The Chancellor won his job when he was still in his 30s, with only a junior ministerial position under his belt. He was parachuted into the Treasury after Sajid Javid fell victim to a brutal assassination by Dominic Cummings, the PM’s then all-powerful consigliere.

To Sunak’s discomfort, Cummings has been praising the Chancellor during a series of outspoken attacks on Johnson, claiming Sunak shared his concerns about Johnson’s handling of the pandemic. Cummings also praised Sunak’s handling of the economy during the crisis, which the former adviser’s critics described as ‘a parasite looking for a new host’. Sunak’s friends say the love from Cummings is unrequited.

As The Mail on Sunday has chronicled in recent weeks, Sunak has made increasingly determined interventions over Johnson’s spending plans, including the spiralling bill for No 10’s proposed climate change policies to hit the target of ‘net zero’ emissions by 2050. Johnson wants to show the world that he is a leader in Green reforms before the Cop26 climate change conference in Glasgow in November.

In what laconic Treasury officials describe as ‘death by Cop’, estimates of the cost of decarbonising the economy by the middle of the century have hit £1.2 trillion – and are still as high as £400 billion after energy savings are factored in.

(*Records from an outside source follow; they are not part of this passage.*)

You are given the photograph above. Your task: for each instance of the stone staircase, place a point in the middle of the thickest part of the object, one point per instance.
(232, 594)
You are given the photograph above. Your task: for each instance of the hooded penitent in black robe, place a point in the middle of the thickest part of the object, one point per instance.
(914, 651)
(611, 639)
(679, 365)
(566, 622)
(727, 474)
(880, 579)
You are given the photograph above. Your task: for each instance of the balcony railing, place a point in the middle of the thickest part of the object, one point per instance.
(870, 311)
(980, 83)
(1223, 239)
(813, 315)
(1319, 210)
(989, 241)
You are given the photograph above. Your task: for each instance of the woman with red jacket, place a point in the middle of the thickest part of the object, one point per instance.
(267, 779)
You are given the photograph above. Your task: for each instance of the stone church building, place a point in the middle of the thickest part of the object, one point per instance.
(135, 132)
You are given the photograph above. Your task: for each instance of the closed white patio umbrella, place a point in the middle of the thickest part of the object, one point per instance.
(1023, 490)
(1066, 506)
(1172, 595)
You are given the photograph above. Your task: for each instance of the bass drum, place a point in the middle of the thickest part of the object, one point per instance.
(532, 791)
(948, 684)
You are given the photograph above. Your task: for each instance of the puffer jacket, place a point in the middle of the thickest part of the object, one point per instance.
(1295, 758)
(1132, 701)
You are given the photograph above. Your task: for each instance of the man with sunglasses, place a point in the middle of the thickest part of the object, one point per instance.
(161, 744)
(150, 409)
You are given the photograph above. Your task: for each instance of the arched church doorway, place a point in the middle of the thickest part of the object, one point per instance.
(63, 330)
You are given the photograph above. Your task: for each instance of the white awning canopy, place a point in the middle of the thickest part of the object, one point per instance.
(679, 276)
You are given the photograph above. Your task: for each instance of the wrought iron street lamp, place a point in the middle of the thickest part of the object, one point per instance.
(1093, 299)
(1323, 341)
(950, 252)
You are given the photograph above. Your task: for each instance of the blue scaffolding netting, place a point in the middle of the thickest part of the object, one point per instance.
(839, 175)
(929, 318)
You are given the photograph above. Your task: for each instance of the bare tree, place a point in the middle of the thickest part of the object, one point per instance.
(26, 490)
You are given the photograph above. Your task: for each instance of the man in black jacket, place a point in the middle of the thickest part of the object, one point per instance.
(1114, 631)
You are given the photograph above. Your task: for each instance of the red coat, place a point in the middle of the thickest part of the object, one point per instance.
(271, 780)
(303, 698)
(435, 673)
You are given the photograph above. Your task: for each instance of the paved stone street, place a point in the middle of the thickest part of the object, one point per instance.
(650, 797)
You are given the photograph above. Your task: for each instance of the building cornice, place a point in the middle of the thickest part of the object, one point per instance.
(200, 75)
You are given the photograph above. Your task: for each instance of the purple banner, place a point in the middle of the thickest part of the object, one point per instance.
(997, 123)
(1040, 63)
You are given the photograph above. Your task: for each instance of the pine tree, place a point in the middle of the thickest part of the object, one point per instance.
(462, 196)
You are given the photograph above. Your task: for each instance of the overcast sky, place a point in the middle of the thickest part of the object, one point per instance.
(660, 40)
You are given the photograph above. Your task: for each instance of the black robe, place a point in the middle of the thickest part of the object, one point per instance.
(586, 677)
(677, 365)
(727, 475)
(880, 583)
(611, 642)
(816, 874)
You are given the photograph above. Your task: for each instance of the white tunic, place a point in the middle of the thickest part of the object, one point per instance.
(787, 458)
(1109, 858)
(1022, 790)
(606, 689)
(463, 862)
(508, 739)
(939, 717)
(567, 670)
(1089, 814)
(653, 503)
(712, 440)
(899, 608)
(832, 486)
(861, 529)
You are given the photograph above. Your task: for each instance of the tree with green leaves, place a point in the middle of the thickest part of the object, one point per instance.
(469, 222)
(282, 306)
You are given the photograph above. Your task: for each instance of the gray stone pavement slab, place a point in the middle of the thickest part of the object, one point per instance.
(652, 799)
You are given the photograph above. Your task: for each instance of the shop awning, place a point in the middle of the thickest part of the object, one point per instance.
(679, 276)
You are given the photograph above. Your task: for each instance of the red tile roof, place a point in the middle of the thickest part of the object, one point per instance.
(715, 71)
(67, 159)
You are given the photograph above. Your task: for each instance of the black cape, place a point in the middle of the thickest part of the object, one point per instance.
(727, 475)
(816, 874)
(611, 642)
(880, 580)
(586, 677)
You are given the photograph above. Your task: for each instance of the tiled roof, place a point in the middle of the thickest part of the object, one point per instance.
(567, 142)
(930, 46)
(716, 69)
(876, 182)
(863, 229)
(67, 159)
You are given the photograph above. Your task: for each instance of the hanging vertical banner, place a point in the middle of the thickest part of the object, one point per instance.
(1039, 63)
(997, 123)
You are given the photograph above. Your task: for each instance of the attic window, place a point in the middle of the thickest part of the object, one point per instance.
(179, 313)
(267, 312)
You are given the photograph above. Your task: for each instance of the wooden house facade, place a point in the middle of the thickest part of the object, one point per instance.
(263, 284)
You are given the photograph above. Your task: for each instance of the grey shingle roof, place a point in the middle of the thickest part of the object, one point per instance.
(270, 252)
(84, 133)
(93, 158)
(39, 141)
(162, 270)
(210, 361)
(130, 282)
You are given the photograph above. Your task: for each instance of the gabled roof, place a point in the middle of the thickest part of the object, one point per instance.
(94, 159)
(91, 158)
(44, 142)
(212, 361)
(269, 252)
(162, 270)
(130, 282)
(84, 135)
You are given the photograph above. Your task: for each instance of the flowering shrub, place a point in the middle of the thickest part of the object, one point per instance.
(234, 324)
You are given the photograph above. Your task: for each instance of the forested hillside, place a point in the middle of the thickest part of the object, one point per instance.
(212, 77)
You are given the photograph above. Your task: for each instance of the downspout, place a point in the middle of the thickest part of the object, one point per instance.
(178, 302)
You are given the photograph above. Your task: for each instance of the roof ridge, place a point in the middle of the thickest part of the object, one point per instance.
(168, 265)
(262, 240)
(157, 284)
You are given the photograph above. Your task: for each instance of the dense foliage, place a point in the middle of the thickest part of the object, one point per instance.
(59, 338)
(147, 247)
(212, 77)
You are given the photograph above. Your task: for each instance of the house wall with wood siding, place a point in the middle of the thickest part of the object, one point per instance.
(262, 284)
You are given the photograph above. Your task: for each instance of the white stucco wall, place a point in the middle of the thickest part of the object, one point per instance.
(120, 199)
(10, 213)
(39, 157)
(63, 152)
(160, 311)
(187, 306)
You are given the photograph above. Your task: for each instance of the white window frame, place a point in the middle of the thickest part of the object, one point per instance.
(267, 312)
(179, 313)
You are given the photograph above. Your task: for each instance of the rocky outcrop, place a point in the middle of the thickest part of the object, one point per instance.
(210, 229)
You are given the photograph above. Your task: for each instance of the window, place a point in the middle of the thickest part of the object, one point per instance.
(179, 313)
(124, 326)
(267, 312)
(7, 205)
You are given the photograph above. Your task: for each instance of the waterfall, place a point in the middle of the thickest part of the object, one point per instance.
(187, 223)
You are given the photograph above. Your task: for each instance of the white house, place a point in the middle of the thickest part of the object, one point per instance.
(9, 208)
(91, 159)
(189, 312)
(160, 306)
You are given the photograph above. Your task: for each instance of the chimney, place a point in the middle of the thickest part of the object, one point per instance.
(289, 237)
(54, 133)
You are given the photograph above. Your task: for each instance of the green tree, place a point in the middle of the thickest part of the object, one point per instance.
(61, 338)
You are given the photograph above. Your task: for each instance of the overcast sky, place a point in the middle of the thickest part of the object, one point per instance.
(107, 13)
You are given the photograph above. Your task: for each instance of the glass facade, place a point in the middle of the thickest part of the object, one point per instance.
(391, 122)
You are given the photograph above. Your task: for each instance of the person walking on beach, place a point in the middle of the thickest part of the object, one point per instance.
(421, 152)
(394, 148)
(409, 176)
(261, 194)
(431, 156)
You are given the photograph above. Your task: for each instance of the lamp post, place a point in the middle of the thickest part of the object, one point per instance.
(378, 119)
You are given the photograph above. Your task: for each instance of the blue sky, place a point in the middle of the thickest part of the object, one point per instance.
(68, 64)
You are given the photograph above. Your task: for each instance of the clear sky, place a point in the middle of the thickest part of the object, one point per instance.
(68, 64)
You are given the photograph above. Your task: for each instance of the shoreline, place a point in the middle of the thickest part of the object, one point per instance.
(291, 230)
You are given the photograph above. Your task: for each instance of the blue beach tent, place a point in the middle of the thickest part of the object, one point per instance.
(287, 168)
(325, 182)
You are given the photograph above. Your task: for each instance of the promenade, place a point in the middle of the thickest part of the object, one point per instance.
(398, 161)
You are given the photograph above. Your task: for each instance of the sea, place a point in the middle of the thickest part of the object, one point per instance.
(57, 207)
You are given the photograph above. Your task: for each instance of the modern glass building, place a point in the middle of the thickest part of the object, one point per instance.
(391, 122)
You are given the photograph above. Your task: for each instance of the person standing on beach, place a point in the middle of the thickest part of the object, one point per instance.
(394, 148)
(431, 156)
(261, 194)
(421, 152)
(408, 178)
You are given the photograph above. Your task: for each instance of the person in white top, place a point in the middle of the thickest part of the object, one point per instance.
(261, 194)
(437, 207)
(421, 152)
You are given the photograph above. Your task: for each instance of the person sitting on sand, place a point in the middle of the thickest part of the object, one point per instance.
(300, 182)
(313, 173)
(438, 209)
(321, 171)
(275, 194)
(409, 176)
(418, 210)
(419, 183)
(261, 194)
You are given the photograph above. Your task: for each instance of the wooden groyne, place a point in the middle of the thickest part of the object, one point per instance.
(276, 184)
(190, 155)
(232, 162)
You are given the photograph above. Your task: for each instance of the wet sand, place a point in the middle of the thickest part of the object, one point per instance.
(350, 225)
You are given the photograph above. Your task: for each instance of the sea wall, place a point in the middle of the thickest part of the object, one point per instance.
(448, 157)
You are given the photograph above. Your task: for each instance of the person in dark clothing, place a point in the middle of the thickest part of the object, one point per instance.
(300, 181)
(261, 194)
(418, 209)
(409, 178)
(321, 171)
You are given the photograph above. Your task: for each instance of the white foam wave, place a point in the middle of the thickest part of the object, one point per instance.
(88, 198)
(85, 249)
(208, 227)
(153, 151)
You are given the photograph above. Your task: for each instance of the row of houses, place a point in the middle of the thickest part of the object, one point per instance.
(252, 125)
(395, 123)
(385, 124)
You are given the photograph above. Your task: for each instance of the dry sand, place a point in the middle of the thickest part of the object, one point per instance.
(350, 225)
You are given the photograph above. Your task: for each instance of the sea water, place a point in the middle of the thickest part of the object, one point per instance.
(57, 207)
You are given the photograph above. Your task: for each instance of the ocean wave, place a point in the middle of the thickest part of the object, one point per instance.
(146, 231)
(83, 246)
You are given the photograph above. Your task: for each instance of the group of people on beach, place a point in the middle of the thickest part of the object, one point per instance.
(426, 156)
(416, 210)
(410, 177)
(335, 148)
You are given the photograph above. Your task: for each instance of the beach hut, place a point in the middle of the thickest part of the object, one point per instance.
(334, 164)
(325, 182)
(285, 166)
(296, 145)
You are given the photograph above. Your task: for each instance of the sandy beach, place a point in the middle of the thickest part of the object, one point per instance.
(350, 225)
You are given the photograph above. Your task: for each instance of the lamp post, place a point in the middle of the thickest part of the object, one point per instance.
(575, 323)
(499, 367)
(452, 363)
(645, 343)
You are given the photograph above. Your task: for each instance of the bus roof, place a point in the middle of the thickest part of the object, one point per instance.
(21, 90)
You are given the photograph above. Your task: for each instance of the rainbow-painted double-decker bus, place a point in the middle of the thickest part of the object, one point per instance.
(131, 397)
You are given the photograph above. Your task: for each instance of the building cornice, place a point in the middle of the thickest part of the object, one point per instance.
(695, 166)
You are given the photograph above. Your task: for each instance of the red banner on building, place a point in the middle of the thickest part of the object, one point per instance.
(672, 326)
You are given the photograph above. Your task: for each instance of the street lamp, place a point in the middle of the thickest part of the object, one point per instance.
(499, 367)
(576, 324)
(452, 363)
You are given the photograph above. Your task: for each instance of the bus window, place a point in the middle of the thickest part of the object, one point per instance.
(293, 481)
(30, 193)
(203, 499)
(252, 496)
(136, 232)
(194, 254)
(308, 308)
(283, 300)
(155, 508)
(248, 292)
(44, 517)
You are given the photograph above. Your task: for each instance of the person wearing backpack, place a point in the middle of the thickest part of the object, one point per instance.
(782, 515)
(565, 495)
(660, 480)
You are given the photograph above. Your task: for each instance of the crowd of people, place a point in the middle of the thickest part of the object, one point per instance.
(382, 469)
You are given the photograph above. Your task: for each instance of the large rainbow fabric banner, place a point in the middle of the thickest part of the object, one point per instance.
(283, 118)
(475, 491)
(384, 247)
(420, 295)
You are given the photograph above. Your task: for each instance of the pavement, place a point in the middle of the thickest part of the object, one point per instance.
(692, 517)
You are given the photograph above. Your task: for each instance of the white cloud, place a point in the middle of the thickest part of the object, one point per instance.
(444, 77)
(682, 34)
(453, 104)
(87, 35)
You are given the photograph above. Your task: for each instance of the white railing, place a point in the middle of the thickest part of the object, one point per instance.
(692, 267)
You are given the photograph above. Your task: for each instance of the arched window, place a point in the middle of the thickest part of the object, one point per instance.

Sunak is not only concerned about the cost to taxpayers: his Red Wall friends have told him the word ‘green’ jars with voters in their constituencies, many of whom regard the policies as luxuries which can only be indulged in affluent areas. 

Sunak also felt he was being ‘bounced’ by Johnson and new Health Secretary Sajid Javid into stumping up £10 billion a year to tackle the Covid operations backlog and reform long-term care for the elderly – with sources telling this newspaper that Javid had been given the job on condition he joined forces with the PM to put pressure on Sunak.

The Chancellor struck a hard bargain, telling Johnson that it could only be funded with a dedicated one per cent rise in National Insurance, which worried Tory backbenchers conscious of the manifesto commitment not to raise taxes. 

Sources say that ‘the final wrinkles’ in the NI plan are being ironed out. Sunak is also close to securing agreement from No 10 that the ‘triple lock’ which protects the level of the state pension should be reformed to limit the expected £4 billion hike next year.

Officials have tried to reduce some of his workload by working through his red boxes of official papers – but say he insists on doing them himself anyway. Said one: ‘We have a big autumn coming up with social care reform, the Cop climate summit and possibly a Budget at the end of October – he hasn’t decided yet – so we don’t want him to burn himself out before then.’

Insiders agree that the relationship between No 10 and No 11 is not ‘toxic’ as it was under Blair and Brown or Theresa May and Philip Hammond – but nor is it as harmonious as it was under David Cameron and George Osborne.

Johnson’s strongest relationships are with Javid and his age-old ‘frenemy’ Michael Gove.

One friend of Sunak – who was not speaking with the Chancellor’s knowledge or authority – put the counter view, saying: ‘Boris doesn’t listen to anyone. He thinks he is right 100 per cent of the time, as with vaccine passports, which shows Boris in pure Fuhrer mode – ‘ver iz your papers?’ ‘

They added: ‘It has been noticeable that Boris has been carving up decisions with Sajid since he came back to the Cabinet, far more than he has with Rishi. Boris likes to keep people in their boxes. It’s how he operates.’